RULES - CHAPTER 2 REGULATIONS FOR PERFORMANCE AND JUDGING STANDARDS AND PROCEDURE. Section 1. Standardized Judging. Heeling Pattern.
FROM AKC® OBEDIENCE REGULATIONS
CHAPTER 2
REGULATIONS FOR PERFORMANCE
AND JUDGING STANDARDS AND PROCEDURES
Section 1. Standardized Judging.
- The Obedience Regulations are the basic guide to judging but do not contain explicit directions for every possible situation and only list the more common and serious faults.
- They clearly define the exercises, their order and the standards by which they are to be judged.
- If a decision depends on the exact wording of the Obedience Regulations, the judge is expected to look up the specific regulation prior to making the decision.
- Standardized judging is of paramount importance. Judges are not permitted to inject their own variations into the exercise but will see that each handler and dog perform the various exercises exactly as described in these regulations.
- A handler who is familiar with these regulations should be able to enter the ring under any judge without having to inquire how that particular judge wishes to have an exercise performed and without being confronted with any unexpected requirements.
- Handlers should expect and train for a reasonable amount of movement by the judge while the dog is working. Judges must not move quickly toward a dog as it is moving, stand closely behind a dog, or follow a heeling dog too closely.
- Judges should always be in a position to see both the dog and handler at the same time without having to turn their heads.
- The judge will inform the first exhibitor in each class what the heeling pattern will be before that exhibitor enters the ring. This may be done verbally, by posting the pattern ringside or by demonstration.
- This same procedure will be followed in the event of run-offs.
- The same pattern should be maintained as far as practicable for each competing dog.
- This is a foundation exercise, and it determines the standards for all exercises in which the dog is heeling.
- The minimum heeling requirements for any class are
- normal heeling,
- a fast, a slow,
- a left turn,
- a right turn,
- an about-turn,
- a halt,
- and a sit.
- The heeling patterns should not be in the area of the table and/or gate and
- should have only one element of an exercise on a leg. (For example, there shall not be a halt and a slow on the same leg of an exercise.)

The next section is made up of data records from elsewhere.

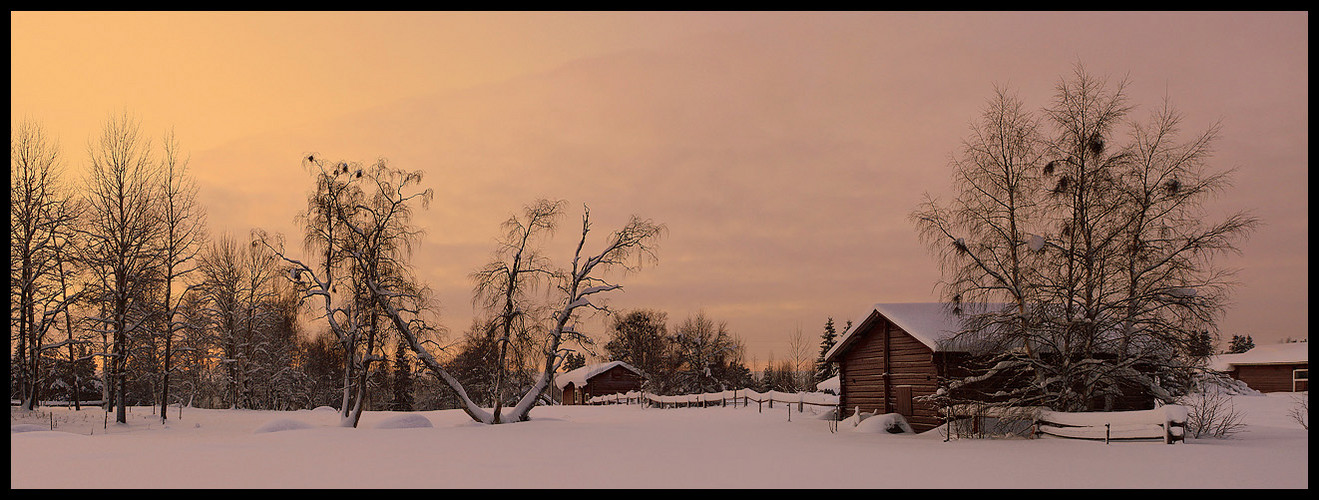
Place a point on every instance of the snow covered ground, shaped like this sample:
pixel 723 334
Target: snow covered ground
pixel 620 447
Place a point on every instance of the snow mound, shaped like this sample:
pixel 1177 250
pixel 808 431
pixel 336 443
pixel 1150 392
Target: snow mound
pixel 826 414
pixel 281 425
pixel 405 421
pixel 888 422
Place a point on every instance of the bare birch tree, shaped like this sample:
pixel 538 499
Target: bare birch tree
pixel 1080 261
pixel 504 284
pixel 184 232
pixel 40 220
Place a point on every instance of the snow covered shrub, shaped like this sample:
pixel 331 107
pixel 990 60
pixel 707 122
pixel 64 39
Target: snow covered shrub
pixel 405 421
pixel 1211 413
pixel 888 422
pixel 1301 412
pixel 280 425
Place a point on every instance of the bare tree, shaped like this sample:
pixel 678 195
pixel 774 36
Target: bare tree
pixel 705 348
pixel 799 351
pixel 1080 263
pixel 184 234
pixel 579 288
pixel 123 230
pixel 372 209
pixel 40 219
pixel 504 284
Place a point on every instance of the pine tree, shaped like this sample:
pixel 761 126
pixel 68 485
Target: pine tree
pixel 1240 343
pixel 825 370
pixel 573 360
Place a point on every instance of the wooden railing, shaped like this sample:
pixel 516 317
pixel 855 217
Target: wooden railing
pixel 722 399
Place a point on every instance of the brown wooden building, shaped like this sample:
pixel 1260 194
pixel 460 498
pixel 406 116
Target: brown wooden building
pixel 578 385
pixel 1269 368
pixel 889 358
pixel 897 352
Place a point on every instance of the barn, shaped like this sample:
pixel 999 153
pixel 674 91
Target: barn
pixel 1269 368
pixel 897 352
pixel 578 385
pixel 890 356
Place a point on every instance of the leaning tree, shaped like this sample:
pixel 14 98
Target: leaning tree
pixel 1078 250
pixel 364 218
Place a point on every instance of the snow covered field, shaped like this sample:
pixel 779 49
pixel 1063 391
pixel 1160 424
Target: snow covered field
pixel 620 447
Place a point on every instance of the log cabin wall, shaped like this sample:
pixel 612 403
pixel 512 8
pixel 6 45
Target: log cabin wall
pixel 1270 377
pixel 884 364
pixel 611 381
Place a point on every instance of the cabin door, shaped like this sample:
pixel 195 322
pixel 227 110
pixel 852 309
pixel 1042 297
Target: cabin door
pixel 902 400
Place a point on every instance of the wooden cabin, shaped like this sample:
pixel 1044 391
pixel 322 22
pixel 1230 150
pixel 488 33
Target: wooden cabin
pixel 897 352
pixel 578 385
pixel 1269 368
pixel 889 358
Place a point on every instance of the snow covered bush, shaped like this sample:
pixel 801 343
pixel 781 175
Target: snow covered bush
pixel 405 421
pixel 281 425
pixel 1211 413
pixel 888 422
pixel 1301 412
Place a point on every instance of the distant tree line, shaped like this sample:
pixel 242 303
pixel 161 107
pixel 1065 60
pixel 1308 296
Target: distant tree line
pixel 120 296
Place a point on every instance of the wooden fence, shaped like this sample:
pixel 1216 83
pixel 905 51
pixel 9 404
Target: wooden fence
pixel 723 399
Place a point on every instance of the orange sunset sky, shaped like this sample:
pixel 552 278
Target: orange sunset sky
pixel 784 151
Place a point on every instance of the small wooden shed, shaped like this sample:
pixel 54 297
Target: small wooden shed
pixel 1269 368
pixel 897 352
pixel 890 356
pixel 578 385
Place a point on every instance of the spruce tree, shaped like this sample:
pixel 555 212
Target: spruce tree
pixel 825 370
pixel 1240 343
pixel 573 360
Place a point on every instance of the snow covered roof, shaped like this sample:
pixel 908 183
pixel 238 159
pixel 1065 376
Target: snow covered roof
pixel 1268 354
pixel 581 375
pixel 828 384
pixel 929 322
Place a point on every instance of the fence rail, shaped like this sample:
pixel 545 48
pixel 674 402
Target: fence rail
pixel 723 399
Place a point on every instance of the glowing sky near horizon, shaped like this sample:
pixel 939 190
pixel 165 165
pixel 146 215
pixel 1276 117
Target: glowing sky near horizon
pixel 784 151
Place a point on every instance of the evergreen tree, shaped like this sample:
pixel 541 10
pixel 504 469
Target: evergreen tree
pixel 574 360
pixel 402 381
pixel 823 370
pixel 1200 346
pixel 1240 343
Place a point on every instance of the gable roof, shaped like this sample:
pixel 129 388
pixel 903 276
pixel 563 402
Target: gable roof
pixel 930 322
pixel 1268 354
pixel 581 375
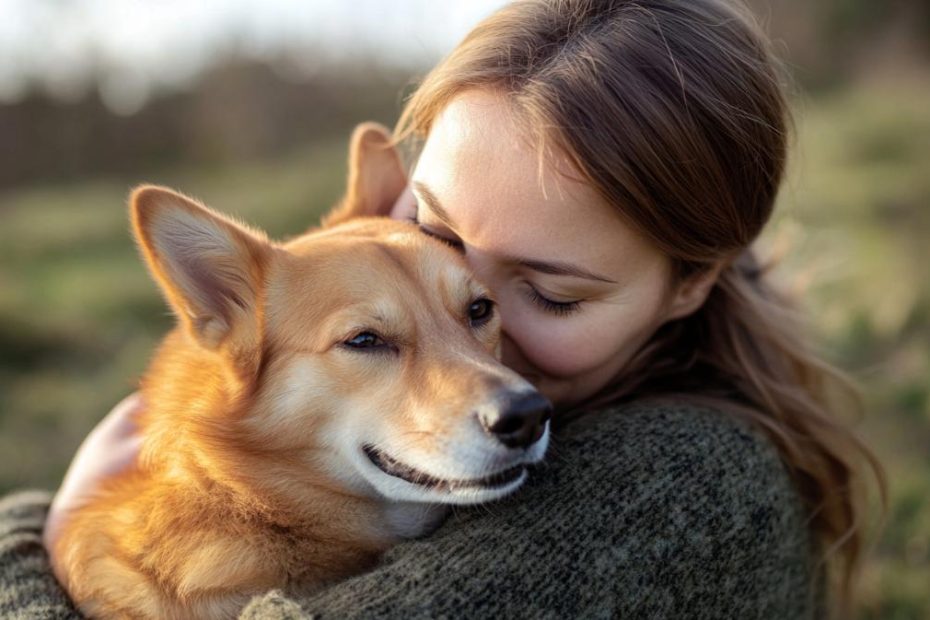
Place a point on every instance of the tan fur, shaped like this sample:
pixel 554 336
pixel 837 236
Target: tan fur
pixel 237 488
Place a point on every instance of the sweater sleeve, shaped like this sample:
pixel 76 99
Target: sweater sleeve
pixel 646 511
pixel 28 589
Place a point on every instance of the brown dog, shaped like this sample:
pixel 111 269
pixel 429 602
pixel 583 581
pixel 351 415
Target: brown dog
pixel 319 400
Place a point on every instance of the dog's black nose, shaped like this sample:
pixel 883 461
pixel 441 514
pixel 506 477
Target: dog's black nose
pixel 521 421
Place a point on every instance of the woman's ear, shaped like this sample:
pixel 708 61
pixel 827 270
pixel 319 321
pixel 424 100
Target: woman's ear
pixel 376 176
pixel 691 292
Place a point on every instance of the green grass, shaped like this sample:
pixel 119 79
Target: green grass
pixel 79 315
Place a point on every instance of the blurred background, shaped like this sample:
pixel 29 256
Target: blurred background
pixel 248 106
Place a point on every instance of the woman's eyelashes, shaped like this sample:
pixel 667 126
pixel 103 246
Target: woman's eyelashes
pixel 559 308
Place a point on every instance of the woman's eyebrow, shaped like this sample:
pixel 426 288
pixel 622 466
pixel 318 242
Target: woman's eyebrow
pixel 432 203
pixel 556 269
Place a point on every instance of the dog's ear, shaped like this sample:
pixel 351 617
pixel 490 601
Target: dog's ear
pixel 209 267
pixel 376 176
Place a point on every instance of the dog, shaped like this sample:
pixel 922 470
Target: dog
pixel 318 401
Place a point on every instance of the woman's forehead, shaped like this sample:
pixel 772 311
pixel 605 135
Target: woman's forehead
pixel 487 176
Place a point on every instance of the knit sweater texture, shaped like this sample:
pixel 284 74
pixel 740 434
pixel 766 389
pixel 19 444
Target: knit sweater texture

- A fast must always be on a long dimension of the ring;
- slow may be either on the short or long dimension of the ring.
- The fast and slow should be of significant length, not just several steps.
- No pattern will have more than one fast and one slow.
- If possible, have one leg of the heeling pattern with no element on it.
- The “L” pattern is a minimal pattern. Other patterns are acceptable, but excessive complexity should be avoided.